U.S Navy To Deploy Wall-Climbing Robots Across Its Ships In The Pacific Fleet

Image Credits: Gecko Robotics

Gecko Robotics was awarded a $71 million contract by the U.S Navy to build wall-climbing robots and AI systems for naval ships of the Pacific Fleet.

This is a one-of-a-kind contract granted to a robotics firm; however, it will improve efficiency manifold, per Navy officials.

These robots will be able to reach difficult places on board, such as hulls, ballast tanks and confined spaces; crawling or flying to collect data which will be analysed by the AI-powered platform Cantilever.

It will identify maintenance needs and areas that need urgent attention 50 times faster and more accurately than manual inspections, claims Gecko Robotics.

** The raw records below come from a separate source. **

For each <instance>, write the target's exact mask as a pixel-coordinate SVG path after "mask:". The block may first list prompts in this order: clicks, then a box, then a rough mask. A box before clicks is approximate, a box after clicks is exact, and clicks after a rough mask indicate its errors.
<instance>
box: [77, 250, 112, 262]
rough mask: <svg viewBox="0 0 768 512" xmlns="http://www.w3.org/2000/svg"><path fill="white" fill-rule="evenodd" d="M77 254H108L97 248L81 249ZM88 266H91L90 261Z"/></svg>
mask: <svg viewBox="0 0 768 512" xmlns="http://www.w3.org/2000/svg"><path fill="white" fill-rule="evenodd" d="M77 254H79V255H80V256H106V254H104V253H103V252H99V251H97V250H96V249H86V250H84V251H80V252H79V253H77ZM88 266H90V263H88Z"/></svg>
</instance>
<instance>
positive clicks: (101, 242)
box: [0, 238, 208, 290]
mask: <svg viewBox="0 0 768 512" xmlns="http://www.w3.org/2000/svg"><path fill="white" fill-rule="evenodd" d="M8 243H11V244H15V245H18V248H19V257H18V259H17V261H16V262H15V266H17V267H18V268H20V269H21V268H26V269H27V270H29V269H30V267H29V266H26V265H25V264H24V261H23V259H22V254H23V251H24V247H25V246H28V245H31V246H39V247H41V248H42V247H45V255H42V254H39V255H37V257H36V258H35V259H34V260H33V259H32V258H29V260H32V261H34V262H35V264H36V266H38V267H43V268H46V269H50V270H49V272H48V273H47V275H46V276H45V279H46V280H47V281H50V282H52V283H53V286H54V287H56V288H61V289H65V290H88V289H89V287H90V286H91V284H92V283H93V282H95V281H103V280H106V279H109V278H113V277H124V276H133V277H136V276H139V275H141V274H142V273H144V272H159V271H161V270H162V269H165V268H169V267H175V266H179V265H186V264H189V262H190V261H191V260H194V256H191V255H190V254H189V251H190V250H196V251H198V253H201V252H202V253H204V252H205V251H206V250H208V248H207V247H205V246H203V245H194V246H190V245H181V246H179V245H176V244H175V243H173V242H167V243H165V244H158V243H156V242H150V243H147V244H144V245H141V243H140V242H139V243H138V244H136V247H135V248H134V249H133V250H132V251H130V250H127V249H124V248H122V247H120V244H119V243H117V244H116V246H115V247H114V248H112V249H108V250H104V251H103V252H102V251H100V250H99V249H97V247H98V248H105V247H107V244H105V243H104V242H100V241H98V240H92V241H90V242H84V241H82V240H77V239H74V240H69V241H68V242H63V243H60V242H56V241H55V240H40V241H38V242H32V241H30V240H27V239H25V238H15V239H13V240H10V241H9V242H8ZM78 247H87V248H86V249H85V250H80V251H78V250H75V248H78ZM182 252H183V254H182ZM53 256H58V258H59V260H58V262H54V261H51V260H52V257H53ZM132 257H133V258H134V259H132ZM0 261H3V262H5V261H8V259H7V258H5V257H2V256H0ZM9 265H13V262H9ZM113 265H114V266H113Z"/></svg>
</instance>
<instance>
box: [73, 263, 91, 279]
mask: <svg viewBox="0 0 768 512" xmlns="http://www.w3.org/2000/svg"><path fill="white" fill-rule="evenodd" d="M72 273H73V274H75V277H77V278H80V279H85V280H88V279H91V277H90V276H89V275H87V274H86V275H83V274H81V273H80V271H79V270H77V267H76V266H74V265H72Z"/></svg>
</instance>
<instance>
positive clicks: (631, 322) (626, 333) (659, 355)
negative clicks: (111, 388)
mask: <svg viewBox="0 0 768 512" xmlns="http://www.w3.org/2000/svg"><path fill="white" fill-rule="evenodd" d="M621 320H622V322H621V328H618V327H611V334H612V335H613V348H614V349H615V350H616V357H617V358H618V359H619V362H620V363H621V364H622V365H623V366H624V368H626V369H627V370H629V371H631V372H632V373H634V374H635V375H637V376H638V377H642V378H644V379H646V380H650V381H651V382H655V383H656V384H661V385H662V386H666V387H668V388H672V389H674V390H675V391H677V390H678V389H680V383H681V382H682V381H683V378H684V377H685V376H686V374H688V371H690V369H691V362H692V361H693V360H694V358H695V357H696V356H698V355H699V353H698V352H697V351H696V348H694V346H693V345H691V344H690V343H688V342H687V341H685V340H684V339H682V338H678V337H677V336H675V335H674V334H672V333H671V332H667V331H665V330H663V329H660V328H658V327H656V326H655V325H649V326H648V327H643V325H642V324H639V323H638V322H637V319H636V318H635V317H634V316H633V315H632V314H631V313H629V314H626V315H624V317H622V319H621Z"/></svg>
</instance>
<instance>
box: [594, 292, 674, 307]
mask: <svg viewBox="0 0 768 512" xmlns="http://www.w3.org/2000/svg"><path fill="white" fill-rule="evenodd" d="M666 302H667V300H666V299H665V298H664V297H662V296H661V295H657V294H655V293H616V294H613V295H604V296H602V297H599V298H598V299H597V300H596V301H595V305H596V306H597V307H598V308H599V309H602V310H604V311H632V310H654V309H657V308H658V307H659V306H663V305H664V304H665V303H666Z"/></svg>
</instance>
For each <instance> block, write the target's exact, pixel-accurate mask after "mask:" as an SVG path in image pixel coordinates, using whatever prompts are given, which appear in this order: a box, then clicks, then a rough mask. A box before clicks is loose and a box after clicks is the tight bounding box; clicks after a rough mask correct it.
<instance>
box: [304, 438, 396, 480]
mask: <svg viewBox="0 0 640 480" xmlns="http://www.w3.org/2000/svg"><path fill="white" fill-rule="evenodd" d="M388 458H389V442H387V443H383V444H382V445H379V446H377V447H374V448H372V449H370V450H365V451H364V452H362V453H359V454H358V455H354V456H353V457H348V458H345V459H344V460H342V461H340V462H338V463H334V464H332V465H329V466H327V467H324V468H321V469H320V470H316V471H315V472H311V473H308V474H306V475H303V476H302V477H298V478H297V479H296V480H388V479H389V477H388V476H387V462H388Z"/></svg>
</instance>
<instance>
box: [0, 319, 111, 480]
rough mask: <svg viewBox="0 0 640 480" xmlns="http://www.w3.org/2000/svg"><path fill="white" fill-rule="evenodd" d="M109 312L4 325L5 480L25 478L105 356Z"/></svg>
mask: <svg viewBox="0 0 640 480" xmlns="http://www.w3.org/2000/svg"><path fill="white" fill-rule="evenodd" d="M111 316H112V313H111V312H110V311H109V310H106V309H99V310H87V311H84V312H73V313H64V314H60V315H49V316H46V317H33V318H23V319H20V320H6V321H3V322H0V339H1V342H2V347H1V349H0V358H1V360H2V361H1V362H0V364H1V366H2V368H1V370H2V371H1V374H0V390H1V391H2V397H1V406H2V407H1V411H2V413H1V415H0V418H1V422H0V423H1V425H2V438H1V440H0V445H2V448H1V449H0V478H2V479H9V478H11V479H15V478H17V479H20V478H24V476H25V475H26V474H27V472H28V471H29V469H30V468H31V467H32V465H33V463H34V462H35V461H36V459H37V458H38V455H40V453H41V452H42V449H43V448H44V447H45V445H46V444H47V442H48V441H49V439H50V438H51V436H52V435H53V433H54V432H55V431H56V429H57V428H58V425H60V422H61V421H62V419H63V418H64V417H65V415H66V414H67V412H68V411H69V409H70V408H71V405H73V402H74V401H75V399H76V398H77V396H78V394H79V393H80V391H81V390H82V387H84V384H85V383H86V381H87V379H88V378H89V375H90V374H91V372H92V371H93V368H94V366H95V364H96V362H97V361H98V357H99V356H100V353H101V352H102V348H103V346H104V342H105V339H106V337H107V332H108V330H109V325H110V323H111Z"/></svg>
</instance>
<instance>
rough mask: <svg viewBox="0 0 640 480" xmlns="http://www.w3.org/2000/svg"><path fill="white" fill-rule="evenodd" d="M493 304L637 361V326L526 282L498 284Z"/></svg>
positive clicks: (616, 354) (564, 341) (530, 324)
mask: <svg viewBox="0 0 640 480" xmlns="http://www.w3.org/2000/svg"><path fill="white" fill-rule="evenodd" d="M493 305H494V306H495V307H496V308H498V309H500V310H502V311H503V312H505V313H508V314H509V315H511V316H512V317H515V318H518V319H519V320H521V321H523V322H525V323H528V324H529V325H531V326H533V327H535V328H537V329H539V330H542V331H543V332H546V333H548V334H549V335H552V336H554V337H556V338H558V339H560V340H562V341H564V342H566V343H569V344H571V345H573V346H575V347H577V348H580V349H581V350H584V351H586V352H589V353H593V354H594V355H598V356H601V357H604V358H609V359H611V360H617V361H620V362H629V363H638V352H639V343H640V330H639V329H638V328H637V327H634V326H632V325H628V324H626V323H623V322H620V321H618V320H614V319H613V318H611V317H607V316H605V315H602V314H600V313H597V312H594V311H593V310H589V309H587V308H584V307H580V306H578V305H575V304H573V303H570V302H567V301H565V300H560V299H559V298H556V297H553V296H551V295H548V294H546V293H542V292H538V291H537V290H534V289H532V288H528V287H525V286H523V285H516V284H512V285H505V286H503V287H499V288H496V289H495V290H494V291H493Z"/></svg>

In a documented case, a single robot inspection of a flight deck saved the company’s client over 3 months of maintenance delays.

This deal also signals a rampant advancement of robot tech and its entry into the shipbuilding sector.

Gecko operates around 250 robots across commercial and government customers, ​and plans to build ⁠50 to 60 more in 2026.

According to the 5-year indefinite-delivery, indefinite-quantity contract, the robotics company will work on 18 ships of the Pacific Fleet, including littoral combat ships, amphibious warships and destroyers with an initial award of up to $54 ​million.

The company said that it worked across the Navy’s surface fleet and on both Virginia and Columbia-class nuclear submarine programs.